My current opinion is that Songza is neat but it’s not enough to make me use it as my primary app for listening. I always go back to iTunes and Spotify. I think I have room for basically one home base, but in either local or streaming. Spotify blurs this line, but I still see it solidly as the streamed service.
I think songza is good at the things that internet radio has been good at for a long time. Literally, internet radio, like pandora or soma.fm. If you know the groove you’re looking for, you can use songza to find matching music. If you just woke up, they have playlists good for waking up in indy rock, metal, electronic, etc.
It doesn’t matter too much that it’s songza as long as the stream is decent, but if (when) they screw up I’m gonna look for other playlists that are similar. I’m still looking for the same mood, but that last song sucked and I’m impatient, so I need something new immediately that is roughly the same. With regular Internet radio, you’re kinda stuck, but with Songza or Pandora you can just skip forward, which is good, but I’m already out of whatever I’m working on if I have to pick up the phone and hit a button. Worst case scenario, in my opinion, for a system generating my playlist.

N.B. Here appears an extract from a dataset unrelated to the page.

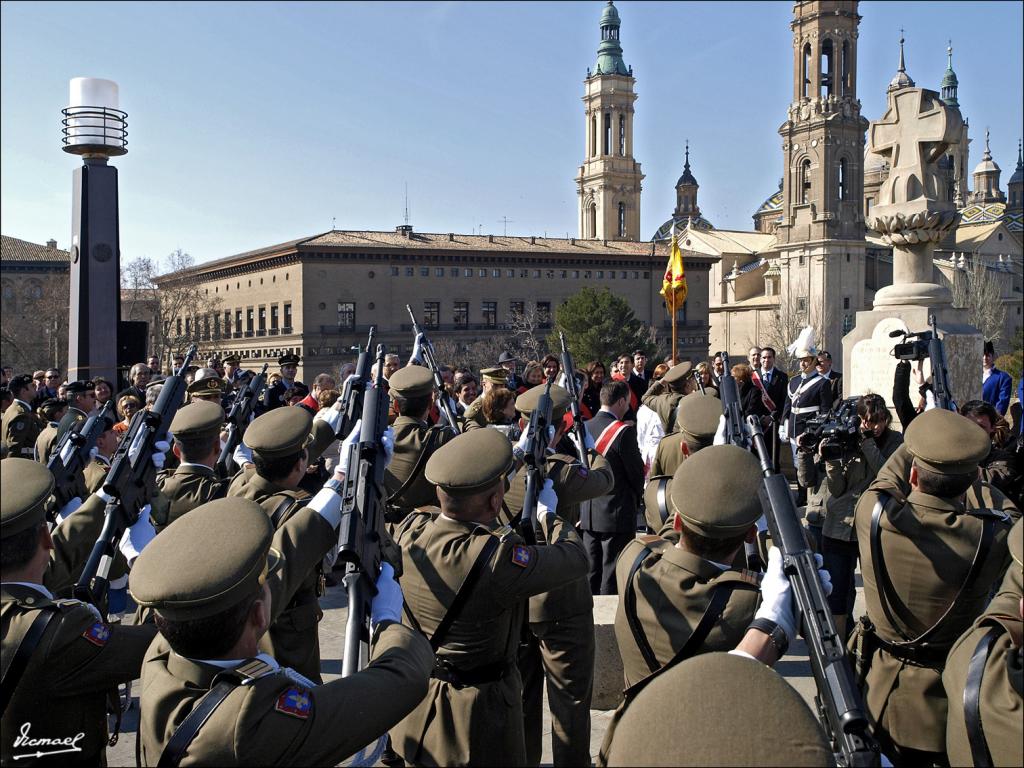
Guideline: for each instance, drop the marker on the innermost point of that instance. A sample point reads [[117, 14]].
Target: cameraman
[[849, 469]]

Spotify’s radio, however, is just a feature so I’ll throw it on when I’m unsure what I want to listen to and flip over to a playlist when I have a more specific want. The interruption is basically to go from something I don’t control, where I get serendipity instead, to something I do control where I can make a specific experience and the interruption doesn’t bother me much. It almost always results in a stream I know I can throw on for a bunch of hours while I code.
I guess, between the obvious uses for native and Spotify being something of a cloud-backed, kitchen-sink I still don’t see myself being a serious internet radio user, though I was back in the early 2000’s. I can make my own radio by hitting shuffle on a playlist with 4000+ songs in it. One is made of files I own and the other is made of files I stream. I can even make a radio station out of the files I stream to sprinkle a little randomness on the experience.